We don't sell AI tools we don't believe in
The readiness work assesses your existing stack and what AI investment, if any, would move the metrics you care about. Recommendations are based on what your business actually needs, not on partnerships we have been incentivised to maintain. If a tool you already own does the job, we say so. If a tool you have been pitched does not, we say that too.
We don't pitch AI Transformation as the answer
We pitch readiness work. Sometimes the readiness work shows AI investment is the right next step, and we extend into delivery. Sometimes it shows AI investment is the wrong next step, and the engagement says so honestly. AI Transformation that started by deciding it was the answer is the failure pattern we are trying to break.

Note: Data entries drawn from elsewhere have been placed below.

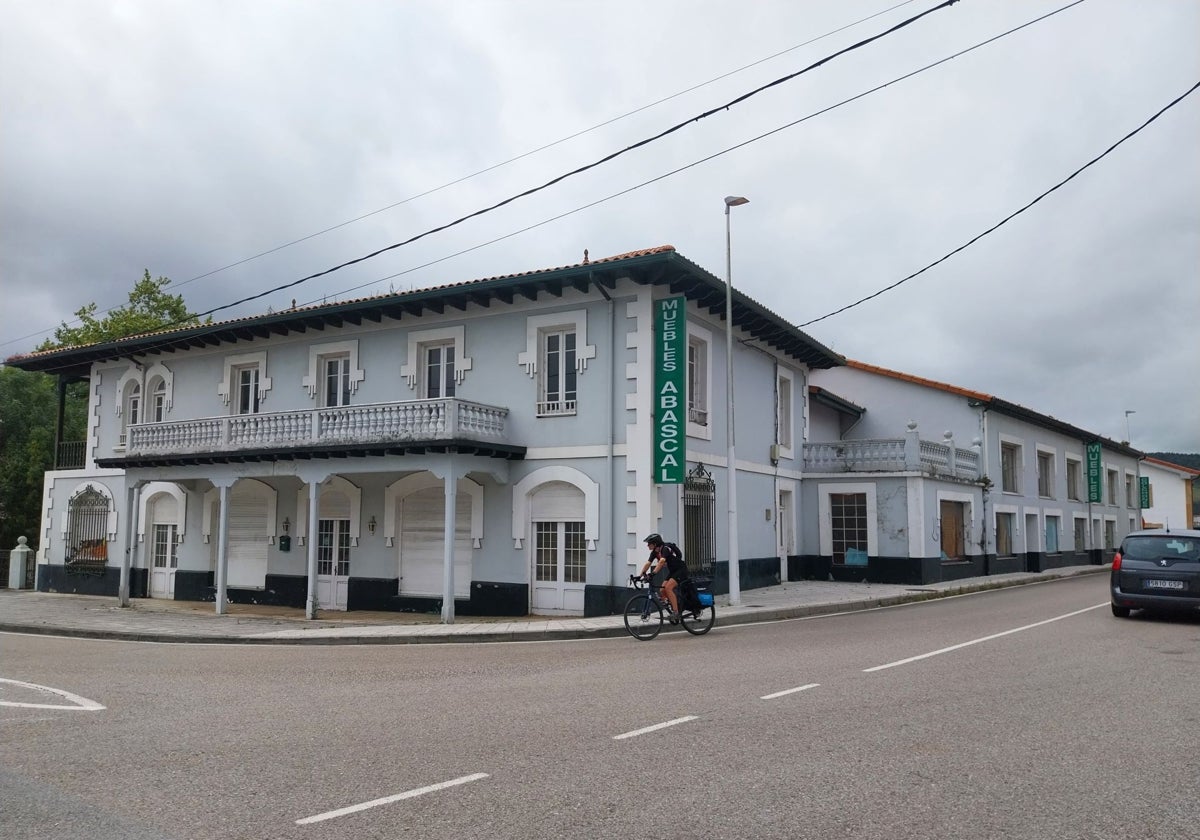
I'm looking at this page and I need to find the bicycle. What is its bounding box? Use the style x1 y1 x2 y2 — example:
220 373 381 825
622 574 716 640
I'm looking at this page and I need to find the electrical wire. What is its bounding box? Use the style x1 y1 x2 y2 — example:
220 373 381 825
796 77 1200 329
0 0 920 351
16 0 1132 376
52 0 966 341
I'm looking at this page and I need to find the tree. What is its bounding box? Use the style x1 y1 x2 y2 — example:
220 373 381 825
38 269 198 350
2 271 200 551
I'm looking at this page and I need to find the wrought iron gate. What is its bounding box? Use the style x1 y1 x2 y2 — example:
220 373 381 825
683 464 715 575
65 486 110 575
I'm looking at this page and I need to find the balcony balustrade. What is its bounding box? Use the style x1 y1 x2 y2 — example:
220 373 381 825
125 399 510 457
803 432 980 481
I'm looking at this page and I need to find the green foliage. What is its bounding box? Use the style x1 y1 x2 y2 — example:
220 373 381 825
37 269 198 351
0 368 86 549
3 270 197 550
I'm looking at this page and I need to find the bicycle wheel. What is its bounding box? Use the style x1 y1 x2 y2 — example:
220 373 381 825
623 594 663 640
681 604 716 636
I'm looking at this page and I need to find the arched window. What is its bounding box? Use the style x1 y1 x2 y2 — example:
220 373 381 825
121 382 142 447
148 377 167 422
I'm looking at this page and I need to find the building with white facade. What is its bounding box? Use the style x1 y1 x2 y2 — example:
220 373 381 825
7 246 844 618
805 361 1143 584
1138 456 1199 530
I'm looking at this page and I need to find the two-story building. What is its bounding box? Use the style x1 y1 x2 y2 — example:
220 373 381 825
7 246 844 618
805 360 1143 584
1138 456 1199 530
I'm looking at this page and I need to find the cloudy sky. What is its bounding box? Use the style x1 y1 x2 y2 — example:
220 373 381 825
2 0 1197 452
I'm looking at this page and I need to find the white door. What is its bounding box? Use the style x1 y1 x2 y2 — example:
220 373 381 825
398 488 471 597
531 521 586 614
149 523 177 599
316 519 350 610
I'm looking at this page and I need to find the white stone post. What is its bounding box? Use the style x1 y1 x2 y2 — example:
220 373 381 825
8 537 32 589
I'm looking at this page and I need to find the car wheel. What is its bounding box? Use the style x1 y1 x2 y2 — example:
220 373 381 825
1111 603 1131 618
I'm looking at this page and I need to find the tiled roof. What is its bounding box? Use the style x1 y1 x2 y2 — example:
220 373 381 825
845 359 993 403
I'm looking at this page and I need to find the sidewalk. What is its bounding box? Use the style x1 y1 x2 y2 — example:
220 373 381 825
0 565 1109 645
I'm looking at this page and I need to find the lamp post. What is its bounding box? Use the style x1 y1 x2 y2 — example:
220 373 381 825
1124 410 1136 445
724 195 748 606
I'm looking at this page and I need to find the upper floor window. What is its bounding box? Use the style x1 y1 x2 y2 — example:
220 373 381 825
150 378 167 422
539 328 576 416
1106 469 1119 506
1066 457 1082 501
219 351 271 414
776 369 794 453
1000 442 1021 493
120 381 142 448
304 340 363 406
404 326 473 399
1036 451 1055 498
424 342 456 399
234 364 261 415
323 354 352 407
516 312 595 419
688 338 708 427
1124 474 1136 508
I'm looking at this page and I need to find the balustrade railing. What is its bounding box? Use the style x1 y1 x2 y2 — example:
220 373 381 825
125 399 509 457
803 437 981 480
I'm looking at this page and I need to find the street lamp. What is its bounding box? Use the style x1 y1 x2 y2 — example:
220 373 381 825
1124 410 1136 445
724 195 748 606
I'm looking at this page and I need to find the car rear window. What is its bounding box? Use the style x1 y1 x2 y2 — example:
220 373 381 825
1123 536 1200 562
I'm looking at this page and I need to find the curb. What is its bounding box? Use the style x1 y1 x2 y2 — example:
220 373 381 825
0 567 1108 645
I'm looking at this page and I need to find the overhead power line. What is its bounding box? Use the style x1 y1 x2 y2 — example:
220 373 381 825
112 0 966 332
0 0 920 351
796 77 1200 329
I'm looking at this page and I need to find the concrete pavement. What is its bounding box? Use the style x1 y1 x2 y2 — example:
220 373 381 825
0 565 1109 644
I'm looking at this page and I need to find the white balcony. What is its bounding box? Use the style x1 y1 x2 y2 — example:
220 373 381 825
803 426 980 481
125 399 511 458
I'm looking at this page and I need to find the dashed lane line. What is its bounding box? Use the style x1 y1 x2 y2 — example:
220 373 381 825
295 773 490 825
613 715 699 740
760 683 820 700
863 603 1108 673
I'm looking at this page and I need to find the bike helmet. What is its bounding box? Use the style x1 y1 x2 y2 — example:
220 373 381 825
643 533 663 546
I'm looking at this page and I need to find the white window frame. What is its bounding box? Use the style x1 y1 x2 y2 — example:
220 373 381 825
1123 470 1137 509
1036 445 1056 499
1072 514 1088 551
818 483 878 559
686 324 712 440
303 340 364 404
517 311 596 418
1044 508 1063 554
537 326 578 416
219 351 272 412
999 435 1023 495
776 367 795 458
402 326 473 395
1065 455 1083 502
994 503 1019 556
1106 467 1119 506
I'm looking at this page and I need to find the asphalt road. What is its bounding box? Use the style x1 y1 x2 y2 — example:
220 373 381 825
3 575 1198 840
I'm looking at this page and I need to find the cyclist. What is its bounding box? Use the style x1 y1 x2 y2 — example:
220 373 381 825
638 533 690 620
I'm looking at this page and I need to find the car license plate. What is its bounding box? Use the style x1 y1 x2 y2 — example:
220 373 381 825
1145 579 1185 590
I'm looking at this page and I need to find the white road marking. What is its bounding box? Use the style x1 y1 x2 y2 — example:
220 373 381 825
760 683 820 700
613 715 699 740
863 603 1107 672
295 773 489 825
0 678 105 711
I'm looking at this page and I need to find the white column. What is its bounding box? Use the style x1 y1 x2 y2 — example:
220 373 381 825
215 484 231 615
442 464 458 624
306 480 320 619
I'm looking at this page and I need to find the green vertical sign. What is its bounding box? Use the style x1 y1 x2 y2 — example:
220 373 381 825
1139 476 1151 509
1085 442 1103 503
653 296 686 484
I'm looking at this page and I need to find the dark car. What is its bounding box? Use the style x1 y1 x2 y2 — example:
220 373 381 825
1110 529 1200 618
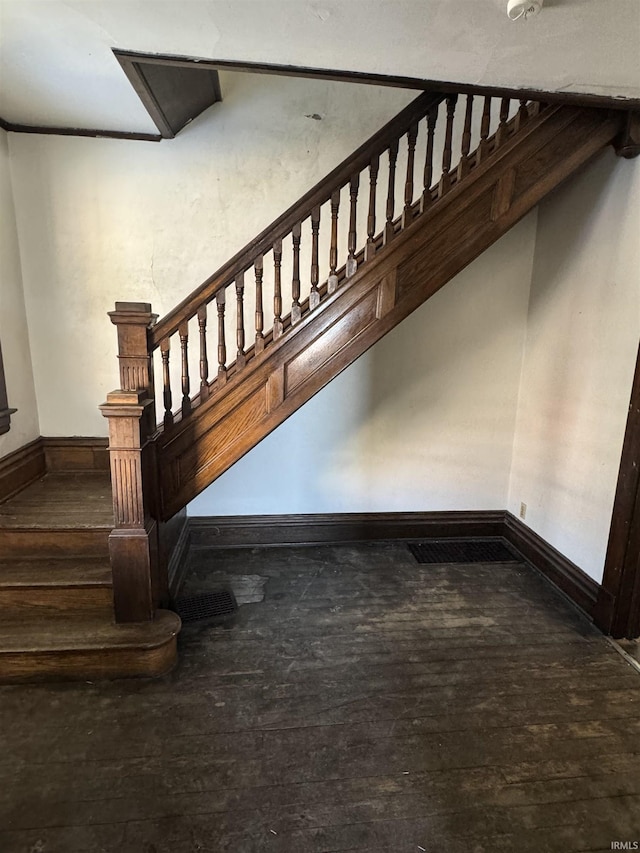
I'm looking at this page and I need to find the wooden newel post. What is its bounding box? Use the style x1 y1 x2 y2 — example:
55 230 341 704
100 302 163 623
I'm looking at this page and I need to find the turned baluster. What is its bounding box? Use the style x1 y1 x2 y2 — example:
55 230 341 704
235 271 246 370
384 139 399 244
309 206 321 310
402 122 418 229
197 305 209 400
516 98 529 131
216 290 227 383
439 95 458 197
457 95 474 181
421 105 438 212
346 174 359 277
160 338 173 428
178 321 191 417
496 98 511 146
273 239 283 340
529 99 542 118
254 256 264 354
328 190 340 293
365 155 379 261
477 96 492 164
291 222 302 324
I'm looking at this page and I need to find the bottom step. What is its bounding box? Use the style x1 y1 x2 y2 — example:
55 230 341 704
0 610 181 682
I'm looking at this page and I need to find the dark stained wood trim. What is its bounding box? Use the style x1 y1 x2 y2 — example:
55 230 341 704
595 341 640 639
502 514 601 619
614 112 640 158
166 511 192 601
0 609 180 683
41 437 109 472
113 49 640 113
189 511 507 549
0 122 161 142
0 408 18 436
0 438 46 503
0 341 16 436
115 55 175 139
114 52 222 139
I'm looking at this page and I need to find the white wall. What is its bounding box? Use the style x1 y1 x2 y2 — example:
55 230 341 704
9 74 416 435
0 129 39 458
8 69 637 581
189 213 537 516
8 72 537 515
508 151 640 582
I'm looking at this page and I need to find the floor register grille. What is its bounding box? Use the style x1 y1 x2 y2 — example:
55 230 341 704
408 539 518 564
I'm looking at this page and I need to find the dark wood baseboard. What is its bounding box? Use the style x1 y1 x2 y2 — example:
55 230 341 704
0 438 46 503
42 437 109 472
189 510 506 549
164 510 191 602
189 510 604 626
502 513 600 618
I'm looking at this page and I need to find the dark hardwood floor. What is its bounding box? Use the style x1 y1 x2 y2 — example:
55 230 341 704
0 472 113 530
0 541 638 852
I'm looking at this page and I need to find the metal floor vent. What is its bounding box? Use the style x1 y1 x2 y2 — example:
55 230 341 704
174 589 238 624
408 539 518 564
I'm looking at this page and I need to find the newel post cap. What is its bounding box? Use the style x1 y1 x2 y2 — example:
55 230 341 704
108 302 158 327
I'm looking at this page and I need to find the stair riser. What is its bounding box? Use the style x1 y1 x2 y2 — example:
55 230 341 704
0 529 110 558
0 636 177 682
0 587 113 618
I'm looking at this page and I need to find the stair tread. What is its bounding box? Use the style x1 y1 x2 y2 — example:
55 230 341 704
0 557 112 588
0 472 114 530
0 610 181 653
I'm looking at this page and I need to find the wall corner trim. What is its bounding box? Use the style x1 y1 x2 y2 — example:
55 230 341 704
502 512 600 618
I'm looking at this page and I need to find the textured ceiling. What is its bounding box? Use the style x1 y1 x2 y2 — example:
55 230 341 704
1 0 639 132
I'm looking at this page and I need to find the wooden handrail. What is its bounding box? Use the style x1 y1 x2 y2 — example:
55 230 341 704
147 93 552 435
150 91 444 347
107 89 601 623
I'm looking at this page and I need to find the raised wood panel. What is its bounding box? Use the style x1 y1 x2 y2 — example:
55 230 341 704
161 385 269 515
396 192 493 301
42 437 109 472
285 288 379 394
155 105 623 520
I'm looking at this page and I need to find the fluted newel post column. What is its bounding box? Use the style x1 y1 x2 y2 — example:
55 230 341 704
100 302 163 623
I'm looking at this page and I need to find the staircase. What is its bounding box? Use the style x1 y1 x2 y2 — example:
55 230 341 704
0 462 179 681
0 88 633 680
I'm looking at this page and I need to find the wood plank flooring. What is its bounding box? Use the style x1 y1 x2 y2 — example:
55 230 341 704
0 472 113 529
0 541 638 852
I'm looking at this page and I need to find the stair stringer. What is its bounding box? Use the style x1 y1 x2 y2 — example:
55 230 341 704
156 104 623 521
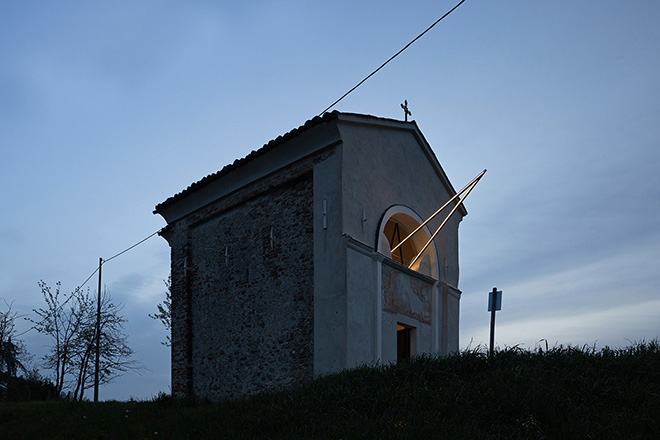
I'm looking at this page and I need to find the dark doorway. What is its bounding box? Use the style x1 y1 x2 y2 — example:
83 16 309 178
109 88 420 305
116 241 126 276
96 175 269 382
397 324 412 363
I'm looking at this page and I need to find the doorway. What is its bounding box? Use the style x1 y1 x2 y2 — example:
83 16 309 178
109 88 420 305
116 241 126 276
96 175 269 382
397 324 415 363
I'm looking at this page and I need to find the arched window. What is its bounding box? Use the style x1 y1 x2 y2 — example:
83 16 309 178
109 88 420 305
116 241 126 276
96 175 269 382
377 206 438 279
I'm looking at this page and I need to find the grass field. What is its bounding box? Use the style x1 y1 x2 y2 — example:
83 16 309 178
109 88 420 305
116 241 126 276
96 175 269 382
1 341 658 439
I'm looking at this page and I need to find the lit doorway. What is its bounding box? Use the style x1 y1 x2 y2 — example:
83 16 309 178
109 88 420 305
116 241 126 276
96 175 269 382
397 324 415 363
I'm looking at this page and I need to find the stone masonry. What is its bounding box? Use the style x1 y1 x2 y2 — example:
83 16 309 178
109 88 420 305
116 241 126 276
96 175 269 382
160 159 320 400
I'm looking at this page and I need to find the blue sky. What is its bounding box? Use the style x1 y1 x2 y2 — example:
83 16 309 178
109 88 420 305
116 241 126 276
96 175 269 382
2 0 659 400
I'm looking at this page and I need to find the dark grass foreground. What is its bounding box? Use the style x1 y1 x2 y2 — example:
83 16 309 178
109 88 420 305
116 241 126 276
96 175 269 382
1 341 659 439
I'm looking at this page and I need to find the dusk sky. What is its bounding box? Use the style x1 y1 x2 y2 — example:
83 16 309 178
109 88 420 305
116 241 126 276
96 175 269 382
2 0 659 401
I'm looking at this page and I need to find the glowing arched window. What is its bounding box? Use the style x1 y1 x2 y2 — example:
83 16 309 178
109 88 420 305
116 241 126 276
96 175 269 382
377 206 438 279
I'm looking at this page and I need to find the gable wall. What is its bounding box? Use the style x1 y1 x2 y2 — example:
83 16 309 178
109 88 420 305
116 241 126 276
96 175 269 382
338 121 462 288
163 148 334 400
188 174 314 400
336 120 464 360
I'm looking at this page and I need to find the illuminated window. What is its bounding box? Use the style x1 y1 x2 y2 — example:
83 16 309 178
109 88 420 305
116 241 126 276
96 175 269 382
383 217 417 267
377 206 438 278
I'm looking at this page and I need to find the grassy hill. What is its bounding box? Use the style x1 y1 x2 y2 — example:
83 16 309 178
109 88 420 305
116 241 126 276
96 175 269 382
1 341 658 439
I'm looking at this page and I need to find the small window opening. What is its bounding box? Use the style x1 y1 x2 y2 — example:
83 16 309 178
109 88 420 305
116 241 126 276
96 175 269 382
397 324 414 363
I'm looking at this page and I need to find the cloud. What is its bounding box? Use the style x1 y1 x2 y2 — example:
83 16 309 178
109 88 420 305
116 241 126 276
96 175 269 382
493 298 660 349
461 235 660 349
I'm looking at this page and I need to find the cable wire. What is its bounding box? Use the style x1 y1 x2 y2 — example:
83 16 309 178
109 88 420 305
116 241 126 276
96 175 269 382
74 267 100 292
103 229 162 264
72 228 162 292
318 0 466 116
72 2 466 292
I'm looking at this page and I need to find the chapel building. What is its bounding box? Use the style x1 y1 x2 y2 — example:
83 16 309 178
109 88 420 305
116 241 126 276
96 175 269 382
154 111 467 400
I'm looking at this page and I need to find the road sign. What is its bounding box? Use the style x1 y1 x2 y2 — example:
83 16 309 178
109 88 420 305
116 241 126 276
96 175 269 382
488 287 502 356
488 289 502 311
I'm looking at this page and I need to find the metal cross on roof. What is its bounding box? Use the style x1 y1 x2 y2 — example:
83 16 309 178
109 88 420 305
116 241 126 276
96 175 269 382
400 100 412 122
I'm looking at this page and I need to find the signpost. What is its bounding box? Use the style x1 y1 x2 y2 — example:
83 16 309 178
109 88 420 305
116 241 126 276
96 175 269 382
488 287 502 357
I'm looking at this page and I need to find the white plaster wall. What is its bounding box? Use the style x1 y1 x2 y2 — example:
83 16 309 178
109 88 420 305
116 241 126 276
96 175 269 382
381 312 397 363
345 242 377 367
312 145 347 375
380 260 436 362
446 285 461 353
308 115 465 375
336 116 463 289
381 312 433 364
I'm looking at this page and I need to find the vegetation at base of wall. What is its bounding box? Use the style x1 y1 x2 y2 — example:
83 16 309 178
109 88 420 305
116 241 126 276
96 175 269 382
1 341 659 439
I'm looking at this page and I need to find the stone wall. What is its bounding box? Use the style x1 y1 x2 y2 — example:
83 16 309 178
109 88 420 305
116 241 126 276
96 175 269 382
164 168 316 400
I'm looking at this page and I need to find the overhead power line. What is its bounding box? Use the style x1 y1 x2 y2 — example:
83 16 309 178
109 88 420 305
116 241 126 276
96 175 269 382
71 227 163 402
73 228 162 292
74 1 467 293
103 229 161 264
319 0 467 116
75 267 100 293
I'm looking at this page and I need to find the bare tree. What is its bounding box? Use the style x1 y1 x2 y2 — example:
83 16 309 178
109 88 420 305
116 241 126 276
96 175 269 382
70 287 140 401
31 281 140 400
0 299 29 378
29 281 86 395
149 275 171 347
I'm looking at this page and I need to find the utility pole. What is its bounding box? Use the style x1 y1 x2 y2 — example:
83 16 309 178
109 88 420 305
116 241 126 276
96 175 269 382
94 257 102 402
488 287 502 357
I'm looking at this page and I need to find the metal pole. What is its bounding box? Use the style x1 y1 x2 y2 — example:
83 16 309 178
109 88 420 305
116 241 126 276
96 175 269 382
94 257 102 402
408 177 480 269
489 287 497 357
391 169 486 254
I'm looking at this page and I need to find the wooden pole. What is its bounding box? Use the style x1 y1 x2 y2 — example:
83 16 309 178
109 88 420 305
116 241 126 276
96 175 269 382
489 287 497 357
94 257 102 402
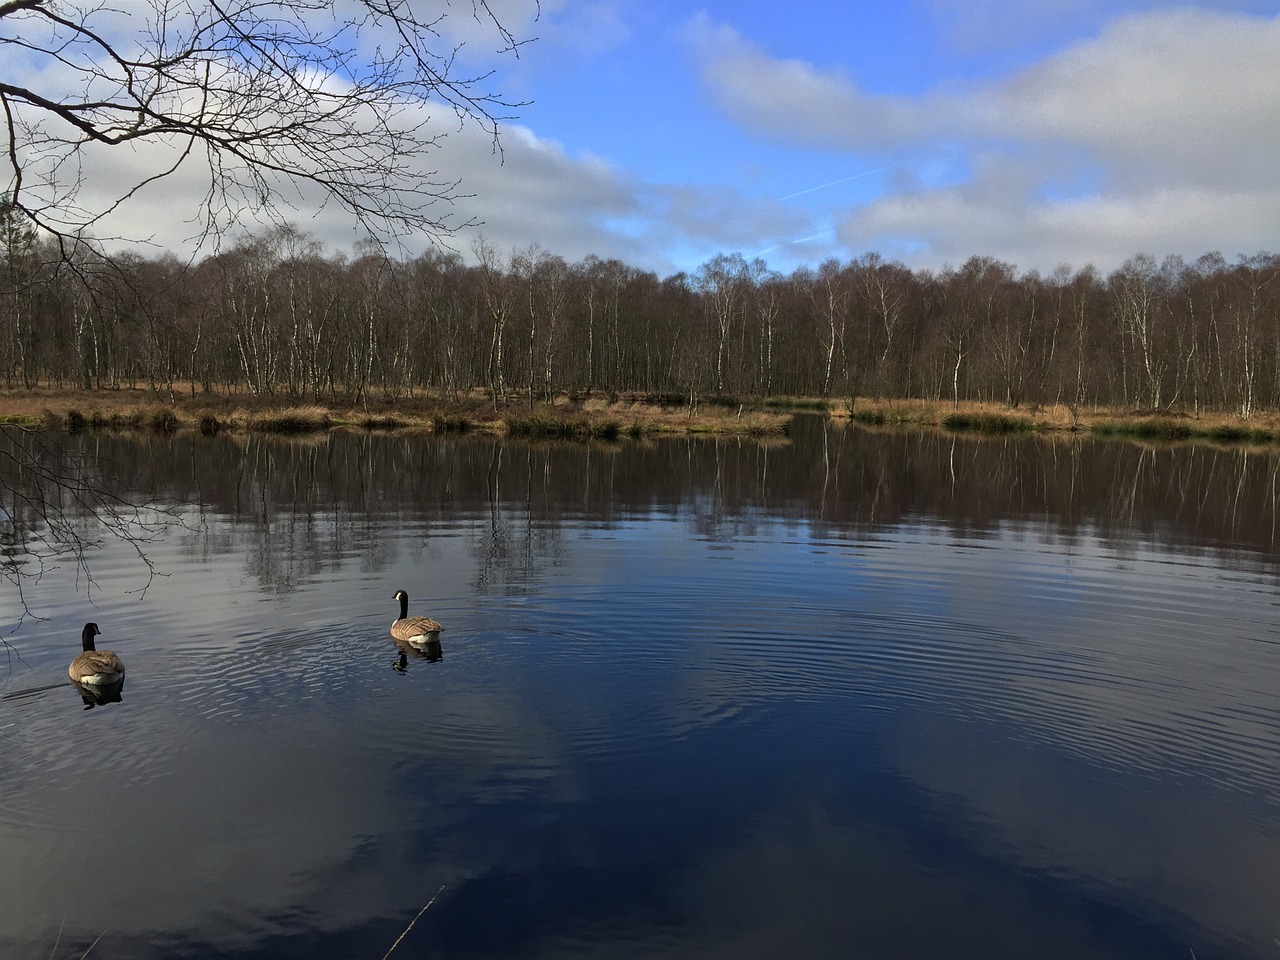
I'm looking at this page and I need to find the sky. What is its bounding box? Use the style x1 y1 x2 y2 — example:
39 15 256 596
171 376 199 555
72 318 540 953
11 0 1280 276
434 0 1280 276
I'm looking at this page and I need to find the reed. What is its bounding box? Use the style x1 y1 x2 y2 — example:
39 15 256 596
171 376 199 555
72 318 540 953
242 406 332 434
57 406 149 431
849 409 886 425
1092 417 1192 440
941 411 1034 434
431 413 472 433
62 408 88 433
849 406 930 427
1091 415 1280 444
359 414 410 430
503 413 623 441
148 408 180 433
761 397 830 412
197 414 224 436
381 885 445 959
1206 424 1274 443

How this fits with the audit
Most service engagements start after a business has taken the audit. The free seven-minute version, the £97 Full Report, or the £497 Deep Dive. By the time we meet, the buyer knows where the gaps are, and the discovery call becomes a scoping conversation rather than a discovery one. The AI Transformation engagement then goes much deeper than the audit, builds the roadmap, and optionally extends into foundation work and delivery.
Not every engagement starts there. Some buyers come direct to a discovery call because they already know where the work is. Either route works. The audit is the cheaper way to find out whether the conversation is worth having; the discovery call is the right place to start when the gap is already clear.